This is of course willful misinterpretation on the emerging consensus on network virtualisation, desktop virtualisation etc..
I was quite intrigued by an article on Telecom Live about Virtualisation where the authors went on to describe the benefits of the different virtualisation options available. As I read through it, I realised that the article gave a indication to an unsaid but desperate need that I and I'm sure, millions of others must have.
As a corporate cog, and a traveling cog at that, my shoulders have borne the brunt of my career choice. I'm sure my backpack wasn't ever this big when I was doing my 12th. While I've reconciled myself to working with a different set of people every two months, my constant fond companion has been my lemon of a laptop. Its familiar screen and its rather worn-down keyboard (with a few holes where favourite keys used to be) give me a sense of connection to the mother workplace. Its fount of information stored in a wondrous folder system designed by me to retrieve my information a few seconds after I needed it but just in time to give me a feel of espirit d'escalier, is reminiscent of the school playground after school bags got involved in minor and major skirmishes.
Ask me if I'd ever do away with this automaton that is nevertheless human... you betcha skinny bottom.
The article gave me an idea that definitely requires screaming from the top of rooftops but from which those software and hardware architects will flinch.
I scream for a Virtualised Laptop.... Huh?
I wanna carry a nifty little thingamajig that I can plug into the USB of any computer anywhere (ok maybe not the ones we donated a decade back to the local municipal school in Angola) and I want to recreate my Laptop/desktop right there. The sickeningly cute pic of the pet dog as the wallpaper, the infinite pdfs of articles I wanted to ingest but seem to have taken residence on the desktop never to leave, the movies I can watch when no one can look over my shoulders, my browser favourites, the recipes and holiday destination websites; oh yeah the research and quizillion word, pdf, xls, ppt and various other denominations of workplace repression... every thing. Every thing all at the insertion of a jazzy little stick the size of my cigarette pack or lesser into the "host".
I wanna wanna wanna (to the tune of feet being stamped vigorously) (and with all due respect to photo of USB device manf by kensington)
As of now a virtual workplace/desktop idea is that of a remote access on a powered on computer connected to network with internet connectivity that is accessed over a "broadband" connection which gives me a cute lag effect... I click the mouse and the word doc opens after my 5'o'clock stubble has become the 9'o'clock one.
I know what you engineers and architects are thinking...
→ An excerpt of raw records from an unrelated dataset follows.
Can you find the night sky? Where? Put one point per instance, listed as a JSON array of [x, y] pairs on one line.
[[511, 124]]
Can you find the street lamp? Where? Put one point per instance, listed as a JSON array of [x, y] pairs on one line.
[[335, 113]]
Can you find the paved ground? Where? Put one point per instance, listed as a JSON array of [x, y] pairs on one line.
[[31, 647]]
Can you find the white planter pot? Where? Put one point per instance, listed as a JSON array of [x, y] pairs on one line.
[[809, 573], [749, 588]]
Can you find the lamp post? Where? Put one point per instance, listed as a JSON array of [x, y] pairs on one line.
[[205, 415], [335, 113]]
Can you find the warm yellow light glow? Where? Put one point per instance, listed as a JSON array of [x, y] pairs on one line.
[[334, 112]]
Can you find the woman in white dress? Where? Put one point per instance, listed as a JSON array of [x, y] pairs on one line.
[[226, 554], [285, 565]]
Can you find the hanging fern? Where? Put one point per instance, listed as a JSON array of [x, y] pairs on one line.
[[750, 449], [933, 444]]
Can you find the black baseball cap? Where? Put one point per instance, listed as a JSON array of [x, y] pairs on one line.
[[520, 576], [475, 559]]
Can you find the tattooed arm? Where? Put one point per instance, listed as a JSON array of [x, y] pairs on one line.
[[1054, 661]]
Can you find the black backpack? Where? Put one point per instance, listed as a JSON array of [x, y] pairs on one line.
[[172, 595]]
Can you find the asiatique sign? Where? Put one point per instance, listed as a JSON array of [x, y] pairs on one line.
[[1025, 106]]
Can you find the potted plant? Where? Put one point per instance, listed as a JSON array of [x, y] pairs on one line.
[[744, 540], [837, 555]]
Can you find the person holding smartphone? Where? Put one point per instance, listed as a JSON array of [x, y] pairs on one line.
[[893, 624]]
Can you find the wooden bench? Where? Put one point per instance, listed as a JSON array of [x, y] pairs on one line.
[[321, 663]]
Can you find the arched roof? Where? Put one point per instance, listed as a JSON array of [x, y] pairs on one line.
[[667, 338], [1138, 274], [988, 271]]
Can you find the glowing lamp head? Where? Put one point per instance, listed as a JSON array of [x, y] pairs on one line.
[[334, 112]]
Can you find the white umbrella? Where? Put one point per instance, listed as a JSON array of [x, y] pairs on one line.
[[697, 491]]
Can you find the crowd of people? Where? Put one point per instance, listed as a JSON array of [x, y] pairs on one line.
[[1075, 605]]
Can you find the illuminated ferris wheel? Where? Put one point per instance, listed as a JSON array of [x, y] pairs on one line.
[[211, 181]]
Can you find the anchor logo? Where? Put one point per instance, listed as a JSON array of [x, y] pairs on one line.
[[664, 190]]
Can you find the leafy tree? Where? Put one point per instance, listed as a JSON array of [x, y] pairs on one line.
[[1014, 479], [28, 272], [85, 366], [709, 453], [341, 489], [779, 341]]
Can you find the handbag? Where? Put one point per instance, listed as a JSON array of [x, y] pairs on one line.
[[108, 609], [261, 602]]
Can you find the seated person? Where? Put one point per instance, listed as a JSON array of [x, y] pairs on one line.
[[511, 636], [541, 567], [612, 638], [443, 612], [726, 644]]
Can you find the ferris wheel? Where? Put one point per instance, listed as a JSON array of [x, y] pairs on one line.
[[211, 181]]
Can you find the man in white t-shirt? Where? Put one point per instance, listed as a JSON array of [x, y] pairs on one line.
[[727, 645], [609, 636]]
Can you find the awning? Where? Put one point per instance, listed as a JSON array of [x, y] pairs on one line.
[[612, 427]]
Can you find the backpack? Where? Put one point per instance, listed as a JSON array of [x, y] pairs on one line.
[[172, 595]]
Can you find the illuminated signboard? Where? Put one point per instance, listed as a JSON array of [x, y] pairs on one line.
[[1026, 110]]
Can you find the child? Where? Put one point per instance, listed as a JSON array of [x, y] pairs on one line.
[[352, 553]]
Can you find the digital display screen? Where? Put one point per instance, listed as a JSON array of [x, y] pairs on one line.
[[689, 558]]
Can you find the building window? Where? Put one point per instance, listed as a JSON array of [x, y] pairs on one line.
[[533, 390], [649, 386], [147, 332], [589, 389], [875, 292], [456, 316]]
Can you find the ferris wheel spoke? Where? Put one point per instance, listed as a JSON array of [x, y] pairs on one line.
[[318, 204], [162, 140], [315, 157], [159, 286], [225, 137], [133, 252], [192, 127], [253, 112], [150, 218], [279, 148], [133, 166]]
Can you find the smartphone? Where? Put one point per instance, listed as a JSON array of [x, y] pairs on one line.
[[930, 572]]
Yeah I agree that you'll have to work on a few million interfaces, look at a billion security issues, interoperability and portability issues with OSes, networks, hardware and software platforms and work with a whole new branch of science to make those little sticks have skinnable surfaces of pokemon, lara dutta and british premier league logos. And there will probably be another one of those organisations rubbing shoulders with ICANN, ISO, CMM-SEI, IEEE etc. dictating to you what you do is nice and what isn't.
You'll obviously have to dictate a set of minimum requirements on comps that can do workplace virtualisation and also dictate "recommended" requirements. You'll also have to define what can be virtualised, how and to where... will it be my USB stick, will it be my phone with USB connectivity and also bluetooth, infra-red, gprs, edge, HDSPA, dooby doo and scooby doo, will it be some kind of a local copy that uploads itself to my company's or personal or of course the inevitable free google workplace virtualisation servers and then deletes itself on the host? (oh yeah, you're gonna have fun with your project managers on this :D)
Of course you can do all that and more... kids will have their own virtualised playplaces ... NFS 27, Grand Theft Intergalactica (with minimally dressed daleks with their super-modular interfaces uncovered!!), access to hacker networks to break into Guantanamo bay torture chamber cams all preconfigured!!
In fact imagine the next step... except for hardcore gamers, professionals and specialists like designers, video-editors, cad-cam operators etc.. the rest of us actually do not need anything more than a "minimum/recommended" personal computer. In fact for a user like me, I can do away with the burden of multiple licenses for OSes, office software for multiple computers and move to a personal license instead of a per-computer license. I'd also be free from a keeping-up-with-balasubramaniam effect that requires me to upgrade my GeForce card every 3 months and can move that money to my movie collection, better headphones (OK marketing guys won't be happy to hear that :D... but you can still sell me bigger and better and faster virtualisation devices eh?). That would mean that corporates would buy the recommended computers with far more abandon without going through complex IT recommendations and so would normal people without fear of having to keep up with balasubramaniam.